Imagination


It has been two years. Two years. When I opened my eyes this morning, I thought, "I love you more than I ever have." Evan's life on earth stopped at 22 years, but somehow my love for him increases as it would have if he were alive. This is an unexpected reality of living after Evan.

I've made it two years. Two years. In the beginning, I wondered how I would feel at six months and if I could even make it that far. For 22 years, I had only been away from him for at most three months. I remember in middle school he left for a week on a school trip. One of his teachers reamed me out because she had been so fed up with his constant, over-the-top behavior. My response was not pretty because for that week I felt like a void had sucked spontaneous joy and unbounded energy out of our lives. The house was too quiet. That was my reference point for life without Evan's physical presence.

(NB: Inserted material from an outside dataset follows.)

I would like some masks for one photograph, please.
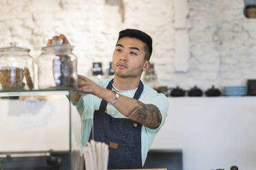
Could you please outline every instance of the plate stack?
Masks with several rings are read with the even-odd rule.
[[[248,95],[256,95],[256,80],[247,80],[247,94]]]
[[[225,86],[224,94],[226,96],[244,96],[246,95],[246,86]]]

In the beginning, the prospect of decades without Evan seemed impossible. I still felt that way last summer when it was approaching one year. While visiting South Africa early last summer, I met an 83-year-old woman whose brother had been a revolutionary and locked up on Robben Island and whose husband had been a boxer named Lucky. Both fascinating men, but it was her story that helped me to hold on. She was a volunteer at the exhibit South Africa in the Making in Durban, and our conversation about life and history was so easy. As we were chatting, I mentioned to her that I missed my son who had died almost a year before. That's when she told me she had lost her only two children, daughters. Both died at around the same age as Evan. That young adult age when you are on the edge of promise.

I couldn't believe that I was sitting with this engaging, kind, intelligent, healthy octogenarian who had lost both of her children. She was doing what I wanted to do. Live. Keep living. Fully live. Live long. So I told her that living seems like a difficult task and asked how did she keep on going. She told me two things. One strategy I am holding on to and the other I've had to release. She said she had no choice, but to keep moving. Her husband, weakened from his career as a boxer, didn't fare well after the loss of the children. She had to work and live and be or both of them would have floundered, then an entire family would have been gone. In caring for her husband and herself, she had a reason to keep going that developed into a reason to keep living.

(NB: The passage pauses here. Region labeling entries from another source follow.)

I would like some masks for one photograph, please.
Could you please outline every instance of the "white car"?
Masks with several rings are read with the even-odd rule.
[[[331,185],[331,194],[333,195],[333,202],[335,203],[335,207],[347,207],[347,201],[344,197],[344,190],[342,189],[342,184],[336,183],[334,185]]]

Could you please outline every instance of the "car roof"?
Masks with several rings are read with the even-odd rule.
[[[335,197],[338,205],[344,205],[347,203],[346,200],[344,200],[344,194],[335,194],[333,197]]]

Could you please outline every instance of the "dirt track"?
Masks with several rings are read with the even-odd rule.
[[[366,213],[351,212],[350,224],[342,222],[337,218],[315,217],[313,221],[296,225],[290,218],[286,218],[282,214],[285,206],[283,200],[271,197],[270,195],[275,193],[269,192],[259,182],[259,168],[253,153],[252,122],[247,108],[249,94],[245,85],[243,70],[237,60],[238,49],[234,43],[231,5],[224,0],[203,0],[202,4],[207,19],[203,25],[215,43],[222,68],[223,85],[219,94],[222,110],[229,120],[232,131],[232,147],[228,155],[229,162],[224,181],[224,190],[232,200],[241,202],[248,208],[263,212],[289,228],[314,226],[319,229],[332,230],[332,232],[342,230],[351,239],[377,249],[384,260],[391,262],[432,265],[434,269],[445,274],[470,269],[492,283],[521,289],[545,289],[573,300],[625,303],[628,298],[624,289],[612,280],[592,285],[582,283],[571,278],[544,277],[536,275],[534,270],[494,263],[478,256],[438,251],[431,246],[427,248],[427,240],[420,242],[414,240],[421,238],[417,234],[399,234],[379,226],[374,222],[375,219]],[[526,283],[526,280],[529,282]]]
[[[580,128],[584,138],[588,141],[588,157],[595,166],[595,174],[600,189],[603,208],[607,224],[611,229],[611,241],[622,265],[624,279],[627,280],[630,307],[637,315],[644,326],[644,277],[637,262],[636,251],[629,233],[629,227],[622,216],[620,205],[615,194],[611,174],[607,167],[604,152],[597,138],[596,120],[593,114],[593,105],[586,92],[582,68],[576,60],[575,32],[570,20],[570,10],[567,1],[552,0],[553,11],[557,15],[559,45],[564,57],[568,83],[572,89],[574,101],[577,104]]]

My daughter was my reason. In the first year, I poured everything I could into loving her. Granted, I was incredibly fragile, but I made sure to block out large chunks of time every day that were dedicated to nurturing her. I listened to more middle school drama stories than I think I would have before and I tried my best to keep our relationship open and listen to her feelings. So maybe my instinct to mother more was helping to save my live and put me on the path of a full life.

My new elderly friend's second strategy sounded great when she told me. I said, "How have you been able to make it so long without your daughters? It hurts so much. I want to be an elder like you. How do you manage this pain?" She told me that sometimes she pretends her daughters are just living abroad like the children of some of her friends. They are alive elsewhere. She just doesn't get to be with them. Now, she was not saying that she believed they were alive and living in New Zealand. She imagines.

I entered the first few months of the second year without Evan with that strategy in my tool belt. I didn't tell anyone though. Well, no one except my mother who didn't say it intially, but ultimately shared her opinion that pretending can't possibly work out well in the long run.

So when I met someone new and they asked how many children do you have? I simply said, "Two." I didn't say, "Two, one is a middle schooler, the other is in heaven." Or "Two, one daughter and one son who passed away." I just said, "Two." I was at a holiday party and a couple I had just met started sharing funny stories about their daughter which reminded me of funny stories about Evan so I shared and we laughed in that way parents do when we find our common bond in parenting. Only they didn't know that I had been living in a parent's worst nightmare. And for a moment I wasn't in a nightmare because pretending he was still with us felt like he was still with us. For temporary relief from the pain, this imagination thing worked.

But really, for me anyway, chatting with strangers about a son who they think is alive, but I know is dead only served to numb the physical pain and block the emotional pain. The damage was still there, but the healing and the lessons were being blocked. My hope had been to return to South Africa this summer. My new friend had told me that if she was alive, I should find her. I hope she is still well and living. If I could, I'd ask her more questions and tell her more of my story.

I still feel robbed of witnessing his wedding, his fathering, his building a life. But my love for Evan seems to go deeper and deeper. Maybe it's the lessons I'm learning about how to live by reflecting honestly on how he lived. Despite his very human struggles, he was the freest person I knew. Maybe I misunderstood my friend's way of using imagination to deal with the pain. Or maybe not. Anyway, it has been two years and I've made it. Today I smile and I cry.